In this example, because we are assessing the observed data for the week of 2022-12-31 we would want to seed our plausibility analysis with characteristics up through the most recent reported date (i.e., 2022-12-24):
prepped_seed <- plane_seed(observed_signal, cut_date = "2022-12-24")
Run plane_score()
and visualize results
As with the forecast assessments, the PLANES scoring is wrapped for
convenience in the plane_score()
function. Since we are
assessing an observed signal in this case, we can explicitly tell the
scoring to use certain components.

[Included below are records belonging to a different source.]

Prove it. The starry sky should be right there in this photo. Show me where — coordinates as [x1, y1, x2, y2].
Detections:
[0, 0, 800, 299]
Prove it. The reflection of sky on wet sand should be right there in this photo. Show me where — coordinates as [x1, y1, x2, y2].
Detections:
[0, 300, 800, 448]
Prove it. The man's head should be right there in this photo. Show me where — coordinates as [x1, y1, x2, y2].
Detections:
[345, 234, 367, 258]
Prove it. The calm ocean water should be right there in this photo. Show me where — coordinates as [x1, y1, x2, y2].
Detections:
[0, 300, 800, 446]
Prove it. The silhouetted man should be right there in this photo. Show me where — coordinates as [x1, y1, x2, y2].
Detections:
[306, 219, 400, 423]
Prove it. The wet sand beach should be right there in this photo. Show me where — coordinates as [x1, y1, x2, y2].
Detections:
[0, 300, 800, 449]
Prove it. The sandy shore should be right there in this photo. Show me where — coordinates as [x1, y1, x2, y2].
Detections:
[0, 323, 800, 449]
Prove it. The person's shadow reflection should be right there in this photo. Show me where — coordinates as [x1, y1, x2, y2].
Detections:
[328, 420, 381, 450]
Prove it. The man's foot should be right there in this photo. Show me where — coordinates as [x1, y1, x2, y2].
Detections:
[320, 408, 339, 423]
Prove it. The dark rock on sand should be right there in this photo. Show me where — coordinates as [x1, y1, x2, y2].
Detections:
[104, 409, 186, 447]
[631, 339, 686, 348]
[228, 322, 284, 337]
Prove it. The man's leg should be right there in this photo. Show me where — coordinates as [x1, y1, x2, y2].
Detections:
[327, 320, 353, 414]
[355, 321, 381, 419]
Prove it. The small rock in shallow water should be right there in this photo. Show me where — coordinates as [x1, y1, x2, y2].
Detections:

It is important to emphasize that not
all components will work for both forecasts and observed signals.
Currently, plane_cover()
, plane_taper()
,
plane_trend()
, and plane_shape()
(all of which
are run inside plane_score()
) work only for forecasts and
not for observed data:
scores <- plane_score(observed_signal, seed = prepped_seed, components = c("repeat","diff"))
location | n_flags | n_components | n_flags_weighted | weights_denominator | score | components | flagged |
---|---|---|---|---|---|---|---|
01 | 0 | 2 | 0 | 2 | 0 | diff;repeat | NA |
02 | 0 | 2 | 0 | 2 | 0 | diff;repeat | NA |
04 | 0 | 2 | 0 | 2 | 0 | diff;repeat | NA |
05 | 0 | 2 | 0 | 2 | 0 | diff;repeat | NA |
06 | 0 | 2 | 0 | 2 | 0 | diff;repeat | NA |
08 | 0 | 2 | 0 | 2 | 0 | diff;repeat | NA |
res %>%
count(n_flags) %>%
mutate(n_flags = as.character(n_flags)) %>%
ggplot(aes(n_flags,n)) +
geom_col() +
labs(x = "Number of flags raised", y = "Count")
These results indicate that there is just one location for which any flag has been raised. Again, in this case only two components are used for scoring so the results should be interpreted accordingly. Furthermore, we have to consider that for reported signals the date at which the observed data is retrieved is paramount. It will likely be most meaningful to analyze plausibility of observed data in real time (or near real time) as opposed to retrospectively, since backfill and reporting issues may be corrected prior to assessment.